Des discours nationaux incohérents
Le chroniqueur critique également la confusion stratégique affichée du côté des autorités américaines et israéliennes. Il relève des déclarations contradictoires sur les objectifs visés — changement de régime, indifférence au sort du pays, implication dans le choix d’un futur dirigeant, puis ouverture éventuelle à des négociations — qui traduisent, selon lui, l’absence d’une vision claire de fin de guerre.
De son côté, il estime que les dirigeants israéliens peuvent trouver un intérêt politique à maintenir un état de conflit prolongé, pratique qui, d’après lui, leur permettrait d’éviter des comptes sur d’autres dossiers internes.
Quelle stratégie après les frappes ?
Friedman admet que des frappes ciblées peuvent réduire certaines capacités militaires et nucléaires iraniennes et ainsi diminuer des menaces régionales. Toutefois, il préconise que les opérations s’arrêtent une fois les objectifs militaires essentiels atteints, pour ouvrir la porte à ce qu’il nomme la « politique du lendemain du lendemain ».
Par cette expression, il entend les débats et conflits internes qui pourraient émerger parmi l’élite dirigeante et entre celle‑ci et la société après la fin des hostilités, et qui sont plus susceptibles de produire un changement durable que la destruction extérieure.
Les risques d’une campagne prolongée
En revanche, Friedman avertit que la poursuite des bombardements menace de dévaster des infrastructures civiles et l’environnement — réseaux d’eau, installations énergétiques, etc. — et pourrait rendre des parties du pays difficilement habitables.
À ses yeux, la pire issue serait la transformation de l’Iran en un État effondré et chaotique, avec des conséquences catastrophiques pour toute la région.
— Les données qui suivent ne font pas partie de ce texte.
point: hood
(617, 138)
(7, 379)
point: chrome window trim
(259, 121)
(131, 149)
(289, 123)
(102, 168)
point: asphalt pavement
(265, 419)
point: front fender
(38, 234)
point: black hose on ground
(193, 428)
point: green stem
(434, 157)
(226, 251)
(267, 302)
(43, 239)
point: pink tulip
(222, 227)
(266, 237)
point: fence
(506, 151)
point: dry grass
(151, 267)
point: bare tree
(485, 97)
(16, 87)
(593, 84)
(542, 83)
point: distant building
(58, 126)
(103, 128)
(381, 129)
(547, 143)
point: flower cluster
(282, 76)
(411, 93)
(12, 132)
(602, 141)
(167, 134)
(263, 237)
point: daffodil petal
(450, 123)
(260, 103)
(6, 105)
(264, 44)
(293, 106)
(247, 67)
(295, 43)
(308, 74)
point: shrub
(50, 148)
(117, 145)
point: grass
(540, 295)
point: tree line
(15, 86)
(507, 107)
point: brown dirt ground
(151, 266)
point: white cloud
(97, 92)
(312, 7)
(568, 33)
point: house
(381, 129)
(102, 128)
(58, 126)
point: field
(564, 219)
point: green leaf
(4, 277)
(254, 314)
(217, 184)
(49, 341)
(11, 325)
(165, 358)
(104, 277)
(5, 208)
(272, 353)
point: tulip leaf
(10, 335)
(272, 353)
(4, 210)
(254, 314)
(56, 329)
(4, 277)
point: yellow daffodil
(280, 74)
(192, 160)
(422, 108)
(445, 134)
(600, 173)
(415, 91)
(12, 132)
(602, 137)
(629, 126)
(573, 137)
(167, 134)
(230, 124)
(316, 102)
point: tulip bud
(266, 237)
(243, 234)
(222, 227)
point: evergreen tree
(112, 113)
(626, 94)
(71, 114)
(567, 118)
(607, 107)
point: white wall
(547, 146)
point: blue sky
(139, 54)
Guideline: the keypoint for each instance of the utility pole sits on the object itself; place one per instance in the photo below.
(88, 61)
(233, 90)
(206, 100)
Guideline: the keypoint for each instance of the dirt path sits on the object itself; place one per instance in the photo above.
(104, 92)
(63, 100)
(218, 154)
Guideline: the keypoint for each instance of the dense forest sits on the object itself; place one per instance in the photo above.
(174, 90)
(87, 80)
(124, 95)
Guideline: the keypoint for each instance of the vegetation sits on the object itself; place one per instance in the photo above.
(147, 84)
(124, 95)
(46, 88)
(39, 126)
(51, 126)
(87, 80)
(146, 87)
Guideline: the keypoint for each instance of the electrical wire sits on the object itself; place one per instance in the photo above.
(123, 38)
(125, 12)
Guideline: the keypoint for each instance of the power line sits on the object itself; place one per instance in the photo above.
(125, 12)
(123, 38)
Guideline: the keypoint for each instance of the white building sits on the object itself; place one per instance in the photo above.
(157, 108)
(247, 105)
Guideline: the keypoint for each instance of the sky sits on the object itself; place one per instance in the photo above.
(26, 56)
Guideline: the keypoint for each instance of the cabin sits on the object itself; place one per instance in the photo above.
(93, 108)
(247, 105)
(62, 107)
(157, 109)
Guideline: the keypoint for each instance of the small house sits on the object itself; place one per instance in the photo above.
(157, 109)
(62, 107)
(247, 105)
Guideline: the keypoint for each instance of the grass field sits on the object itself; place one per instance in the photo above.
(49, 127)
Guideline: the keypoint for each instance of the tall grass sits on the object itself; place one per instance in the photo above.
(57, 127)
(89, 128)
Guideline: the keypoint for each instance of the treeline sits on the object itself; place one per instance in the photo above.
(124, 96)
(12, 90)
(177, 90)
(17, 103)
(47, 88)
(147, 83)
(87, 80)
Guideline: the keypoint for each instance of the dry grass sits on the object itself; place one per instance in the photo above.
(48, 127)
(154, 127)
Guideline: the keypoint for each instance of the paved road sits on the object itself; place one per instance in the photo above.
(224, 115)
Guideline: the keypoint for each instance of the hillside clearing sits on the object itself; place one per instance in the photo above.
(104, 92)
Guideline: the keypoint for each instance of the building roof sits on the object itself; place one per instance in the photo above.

Vers un changement intérieur plutôt qu’imposé
Friedman conclut que si un changement de régime devait se produire, il viendrait probablement de fractures et de recalibrages au sein même des élites iraniennes après la fin des combats, et non d’une succession continue de frappes visant à susciter une soulèvement populaire instantané.
Pour lui, la stratégie la plus prudente reste celle qui vise à limiter les dégâts militaires tout en favorisant des dynamiques internes conduisant à un apaisement progressif des relations et à un comportement moins hostile de la part de l’État iranien.